No one changed the deal. This has been the law for almost 80 years. Basic research would have told you everything in saying. Stop making excuses for a capitalist corporation.

[–] [email protected] 0 points 1 day ago (1 children)

Could be fairly straightforward to have this situation without discriminating on the basis of race. E.g. by setting the expected qualifications and experience a certain way.

How many yanks will be proficient in mandarin, with experience in chip manufacturing, and a desire to live within commuting distance of the factory. And of those, how many stick it out for the long term?

The end result is the same but the Act of 1964 might be satisfied. I don't know much about US law, tbh, but that's how employers have got away with racism the other way round in my country.

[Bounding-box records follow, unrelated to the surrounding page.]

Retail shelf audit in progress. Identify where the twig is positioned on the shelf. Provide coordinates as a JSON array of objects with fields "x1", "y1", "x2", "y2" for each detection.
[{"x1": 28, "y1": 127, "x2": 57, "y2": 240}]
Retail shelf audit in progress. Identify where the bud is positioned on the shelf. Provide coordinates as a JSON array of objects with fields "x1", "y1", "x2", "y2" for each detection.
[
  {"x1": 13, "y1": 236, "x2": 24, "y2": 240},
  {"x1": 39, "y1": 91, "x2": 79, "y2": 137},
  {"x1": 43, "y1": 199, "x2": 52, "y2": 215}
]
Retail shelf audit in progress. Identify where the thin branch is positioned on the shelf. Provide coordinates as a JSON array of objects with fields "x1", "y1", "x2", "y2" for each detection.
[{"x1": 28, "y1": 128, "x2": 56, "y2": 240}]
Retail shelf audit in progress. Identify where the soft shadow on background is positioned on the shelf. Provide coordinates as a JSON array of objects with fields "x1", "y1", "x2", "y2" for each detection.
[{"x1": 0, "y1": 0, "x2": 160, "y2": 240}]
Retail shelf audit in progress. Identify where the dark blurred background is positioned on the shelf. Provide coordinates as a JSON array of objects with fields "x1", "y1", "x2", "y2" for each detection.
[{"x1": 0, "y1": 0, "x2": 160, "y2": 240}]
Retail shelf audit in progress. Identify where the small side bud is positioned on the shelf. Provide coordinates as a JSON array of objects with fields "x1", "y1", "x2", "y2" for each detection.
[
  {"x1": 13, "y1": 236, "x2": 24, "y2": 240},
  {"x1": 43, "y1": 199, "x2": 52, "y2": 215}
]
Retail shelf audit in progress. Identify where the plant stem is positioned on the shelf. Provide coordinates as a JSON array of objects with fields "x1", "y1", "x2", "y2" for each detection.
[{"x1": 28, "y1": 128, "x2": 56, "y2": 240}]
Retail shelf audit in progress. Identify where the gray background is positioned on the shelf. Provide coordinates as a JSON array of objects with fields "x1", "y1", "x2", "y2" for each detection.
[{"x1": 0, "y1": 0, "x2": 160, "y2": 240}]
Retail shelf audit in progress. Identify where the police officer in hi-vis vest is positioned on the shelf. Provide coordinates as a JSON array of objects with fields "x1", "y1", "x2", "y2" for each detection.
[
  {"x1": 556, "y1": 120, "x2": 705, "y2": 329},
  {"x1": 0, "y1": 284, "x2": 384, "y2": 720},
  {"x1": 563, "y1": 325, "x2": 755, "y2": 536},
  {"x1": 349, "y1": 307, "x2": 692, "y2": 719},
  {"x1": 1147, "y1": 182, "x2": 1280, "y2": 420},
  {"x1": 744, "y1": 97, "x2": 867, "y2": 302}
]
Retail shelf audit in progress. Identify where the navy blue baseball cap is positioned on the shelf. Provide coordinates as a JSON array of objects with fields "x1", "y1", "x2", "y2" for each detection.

[–] [email protected] 0 points 1 day ago* (last edited 1 day ago) (1 children)

I doubt it. There's a reason why employers have American employees fill out the Department of Labour self-identification survey during the hiring process. If the government sees that nine Asian, six white, three black, and two Hispanic individuals apply for a position, and the company chooses to only hire eight of the Asian applicants, that would definitely raise red flags. Especially when the racial demographics of the company disproportionately represent Asian individuals. Its pretty easy to see what the company is doing in that case.

Further, the Supreme Court has ruled that it is not discrimination to hire on the basis of race if it affects the persons performance with the job. For example that's why movie studios aren't hit with discrimination lawsuits for rejecting black individuals when casting for Abraham Lincoln. But there is no way that a court would accept that a technician or engineer position is in any way affected by a person's race.

Further, there is no legal argument that an engineering knowing mandarin in any way effects their performance, when a company worth billions of dollars avoid English translations of documents for their US based plants, with the sole intention to creating a discriminatory barrier.

The company has no plausible deniability here, and any court would see right through it. White owned businesses tried many of the same tactics with black individuals, and precedents have been set because of that.

[–] [email protected] 0 points 1 day ago (1 children)

Makes sense. I've also seen your reply about the actual suit, which seems to support this position, too.

[–] [email protected] 0 points 1 day ago* (last edited 1 day ago)

Happy to help : )

It’s also nice that I can finally use my specialty of labour law here.

[–] [email protected] 0 points 2 days ago (1 children)

I have a friend who is a project lead there and...yeah, this is basically 100% the case. It is practically documented policy honestly, because the US workers won't deal with the hours that the Taiwan staff is willing to put up with. Execs have complained to him on a few occassions as to why they can't seem to hire/retain enough staff, which I think is why they just started bringing in Taiwanese workers.

[–] [email protected] 0 points 2 days ago (1 children)

H1-B visa workers are easier to exploit than citizens & permanent residents.

[–] [email protected] 0 points 2 days ago (2 children)

I bet it is rather that they prefer people who are more familiar with their own culture, language, expectation of work ethics and so on. Skilled workers on work visa can be sourced from all over the globe but they only want Taiwanese.

[–] [email protected] 0 points 2 days ago* (last edited 2 days ago) (1 children)

I thought that goes without saying:

  • They already have connections in Taiwan, so that’s the easiest workforce for them to draw from.
  • They have closer language & cultural ease with fellow Taiwanese people than people from anywhere else in the global labor market.

But this article isn’t about Taiwanese H1-B visa workers vs other H1-B workers, it’s about H1-B workers vs domestic workers. The fact that almost all those H1-B workers happen to be Taiwanese is a bit of a red herring.

[–] [email protected] 0 points 2 days ago

You and @[email protected] both are right

[–] [email protected] 0 points 2 days ago

Which is inherently discriminatory. Especially when their lawyers have absolutely told their executives that and they could care less.